Идейно-тематическое созвучие произведений Э. По и А. Грина объяснимо типологическим родством романтизма XIX столетия и неоромантическими тенденциями рубежа XIX-XX вв. Выше приводились примеры созвучия ключевых мотивов в творчестве Э. По и
А. Грина. Коснемся и некоторых различий. Оба романтика постулируют идеал и гармонию посредством любви. Однако в произведениях Э. По нет реализации этого идеала. Сравним любой из светлых, жизнеутверждающих рассказов Грина о любви с текстами американского романтика. Благоговейное восхищение силой любви у А. "Грина прямо противоположно той погребальной, трагической любви, перед которой склонялся Э. По, утверждавший, что «смерть любимой женщины, бесспорно, есть самый поэтический в мире сюжет». У Грина же любовь - спасительное, вселяющее в душу мужество и радость чувство. В. Россельс считает, что «... смирение от безнадежности, упоение страданием, покорность перед необратимостью Рока владеют смятенными душами персонажей Э. По. ... Отличительной чертой гриновских героев является не смирение, а, наоборот, непокорность перед коварной судьбой. Они не верят в Гений Судьбы, они смеются над ним и ломают судьбу по-своему» [7, I: 389]. Нельзя в полной мере согласиться с исследователем: герои не всегда «ломают судьбу» - трагические финалы встречаются в произведениях Грина достаточно часто. Однако сравнение общей тональности произведений Э. По и А. Грина делает очевидным стремление Грина преодолеть глубочайший пессимизм, присущий американскому романтику. Причины различий в данном случае следует искать в национальной специфике русской и американской культур и в конкретном историческом контексте рубежа Х1Х-ХХ веков.
Список литературы
1. Андреев Л.Г. Литература у порога грядущего века // Вопр. лит-ры. -1987. - № 8.

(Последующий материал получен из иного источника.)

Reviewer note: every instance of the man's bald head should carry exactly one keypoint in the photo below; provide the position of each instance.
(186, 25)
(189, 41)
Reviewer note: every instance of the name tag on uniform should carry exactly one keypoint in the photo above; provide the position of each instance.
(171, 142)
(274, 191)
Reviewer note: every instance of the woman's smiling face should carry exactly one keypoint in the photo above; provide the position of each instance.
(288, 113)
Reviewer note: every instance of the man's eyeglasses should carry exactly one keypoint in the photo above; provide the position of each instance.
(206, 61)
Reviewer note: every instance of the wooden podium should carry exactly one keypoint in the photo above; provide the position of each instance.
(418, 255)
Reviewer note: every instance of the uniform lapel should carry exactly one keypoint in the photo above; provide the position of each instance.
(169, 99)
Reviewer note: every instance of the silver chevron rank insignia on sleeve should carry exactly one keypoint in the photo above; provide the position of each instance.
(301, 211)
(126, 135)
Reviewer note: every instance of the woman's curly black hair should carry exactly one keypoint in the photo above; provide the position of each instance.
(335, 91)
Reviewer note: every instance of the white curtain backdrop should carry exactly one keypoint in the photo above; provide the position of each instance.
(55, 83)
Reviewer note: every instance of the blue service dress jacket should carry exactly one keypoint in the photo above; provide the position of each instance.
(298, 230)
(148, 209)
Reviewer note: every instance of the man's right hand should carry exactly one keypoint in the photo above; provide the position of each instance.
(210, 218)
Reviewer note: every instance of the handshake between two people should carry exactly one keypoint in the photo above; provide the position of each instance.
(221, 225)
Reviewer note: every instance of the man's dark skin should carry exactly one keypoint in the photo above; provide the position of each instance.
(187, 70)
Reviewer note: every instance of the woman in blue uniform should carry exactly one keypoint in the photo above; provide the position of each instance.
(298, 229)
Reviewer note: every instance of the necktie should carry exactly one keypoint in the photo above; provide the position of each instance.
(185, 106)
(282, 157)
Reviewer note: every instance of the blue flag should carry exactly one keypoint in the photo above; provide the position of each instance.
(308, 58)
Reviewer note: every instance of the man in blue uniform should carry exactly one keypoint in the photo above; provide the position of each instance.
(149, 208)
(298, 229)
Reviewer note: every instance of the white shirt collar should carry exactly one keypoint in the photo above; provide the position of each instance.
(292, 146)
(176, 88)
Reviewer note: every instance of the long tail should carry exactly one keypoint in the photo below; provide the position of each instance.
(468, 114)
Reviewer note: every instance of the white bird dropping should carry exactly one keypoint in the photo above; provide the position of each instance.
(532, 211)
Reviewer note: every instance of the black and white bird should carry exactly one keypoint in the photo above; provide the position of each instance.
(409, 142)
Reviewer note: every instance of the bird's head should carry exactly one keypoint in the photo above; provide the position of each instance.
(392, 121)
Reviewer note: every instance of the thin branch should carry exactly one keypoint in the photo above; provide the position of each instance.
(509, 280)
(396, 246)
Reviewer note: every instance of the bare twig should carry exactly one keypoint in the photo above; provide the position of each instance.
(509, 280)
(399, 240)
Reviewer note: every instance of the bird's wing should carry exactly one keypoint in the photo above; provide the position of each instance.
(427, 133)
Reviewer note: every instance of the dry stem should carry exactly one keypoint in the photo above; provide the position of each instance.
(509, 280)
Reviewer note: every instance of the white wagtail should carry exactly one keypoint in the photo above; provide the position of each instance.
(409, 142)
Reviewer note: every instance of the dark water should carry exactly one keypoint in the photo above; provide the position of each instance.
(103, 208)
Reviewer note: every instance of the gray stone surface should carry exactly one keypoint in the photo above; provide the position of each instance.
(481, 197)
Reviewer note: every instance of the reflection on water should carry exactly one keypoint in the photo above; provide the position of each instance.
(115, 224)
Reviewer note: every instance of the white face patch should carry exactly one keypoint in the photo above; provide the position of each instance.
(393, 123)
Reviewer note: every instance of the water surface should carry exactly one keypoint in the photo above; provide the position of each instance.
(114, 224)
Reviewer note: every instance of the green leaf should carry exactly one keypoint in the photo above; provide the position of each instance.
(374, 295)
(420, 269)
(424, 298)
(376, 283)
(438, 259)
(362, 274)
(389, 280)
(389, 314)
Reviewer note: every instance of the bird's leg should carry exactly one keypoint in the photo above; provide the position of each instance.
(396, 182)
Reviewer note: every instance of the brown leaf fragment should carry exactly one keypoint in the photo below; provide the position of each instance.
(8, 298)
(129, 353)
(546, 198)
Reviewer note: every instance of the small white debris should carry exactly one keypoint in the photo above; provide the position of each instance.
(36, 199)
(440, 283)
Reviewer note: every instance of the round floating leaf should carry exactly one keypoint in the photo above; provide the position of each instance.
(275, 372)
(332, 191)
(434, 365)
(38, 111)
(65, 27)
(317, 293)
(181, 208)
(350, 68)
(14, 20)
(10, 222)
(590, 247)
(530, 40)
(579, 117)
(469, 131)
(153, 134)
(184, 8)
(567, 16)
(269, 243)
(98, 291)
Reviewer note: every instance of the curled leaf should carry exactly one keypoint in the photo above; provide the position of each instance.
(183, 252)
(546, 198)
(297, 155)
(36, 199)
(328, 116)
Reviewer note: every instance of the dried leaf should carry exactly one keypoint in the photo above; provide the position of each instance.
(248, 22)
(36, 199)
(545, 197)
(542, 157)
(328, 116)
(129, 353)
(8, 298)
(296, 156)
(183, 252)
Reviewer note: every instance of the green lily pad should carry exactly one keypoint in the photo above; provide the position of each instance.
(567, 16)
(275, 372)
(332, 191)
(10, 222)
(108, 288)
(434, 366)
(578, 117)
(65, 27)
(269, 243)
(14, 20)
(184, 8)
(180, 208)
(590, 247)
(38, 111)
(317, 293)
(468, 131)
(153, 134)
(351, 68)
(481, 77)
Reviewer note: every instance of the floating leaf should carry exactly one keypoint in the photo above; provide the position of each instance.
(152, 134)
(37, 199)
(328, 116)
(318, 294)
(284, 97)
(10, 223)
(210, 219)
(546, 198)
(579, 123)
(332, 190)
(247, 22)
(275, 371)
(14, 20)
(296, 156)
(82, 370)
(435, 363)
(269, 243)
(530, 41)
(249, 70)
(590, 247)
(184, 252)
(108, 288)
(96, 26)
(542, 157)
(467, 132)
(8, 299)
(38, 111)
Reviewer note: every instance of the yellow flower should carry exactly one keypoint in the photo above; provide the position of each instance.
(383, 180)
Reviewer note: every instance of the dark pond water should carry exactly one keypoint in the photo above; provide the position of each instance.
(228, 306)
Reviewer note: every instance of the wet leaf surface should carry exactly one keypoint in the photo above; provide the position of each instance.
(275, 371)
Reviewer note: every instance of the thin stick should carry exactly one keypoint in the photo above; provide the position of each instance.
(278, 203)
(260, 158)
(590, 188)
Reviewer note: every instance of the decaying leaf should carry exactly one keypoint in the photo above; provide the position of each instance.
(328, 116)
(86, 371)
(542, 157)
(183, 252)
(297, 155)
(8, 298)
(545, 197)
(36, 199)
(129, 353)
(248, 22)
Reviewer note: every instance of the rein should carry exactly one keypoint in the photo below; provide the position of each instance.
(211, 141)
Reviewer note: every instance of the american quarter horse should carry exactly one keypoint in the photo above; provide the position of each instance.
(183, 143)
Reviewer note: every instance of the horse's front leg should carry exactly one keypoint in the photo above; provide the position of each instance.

2. Венгеров С.А. Русская литература ХХ века. 1890-1910. - М., 1978.
3. Горький М. Собр. соч.: в 16 т. - М., 1979.
4. История русской литературы рубежа веков (1890 - начало 1920-х годов). - М., 2001.
5. Литературный энциклопедический словарь / под ред. В.М. Кожевникова и П.А. Николаева. - М., 1987.
6. Мережковский Д.С. Неоромантизм в драме // Вестн. иностр. лит-ры. -1894. - ноябрь.
7. Россельс В.М. Грин А. // История русской советской литературы: в 4 т. -М., 1967. - Т. 1.
8. Соколов А.Г. История русской литературы конца XIX - начала ХХ в. -М., 1984.
9. Урнов М. Собр. соч.: в 5 т. - М., 1967.
10. Царик Д.К. Типология неоромантизма. - Кишинев, 1984.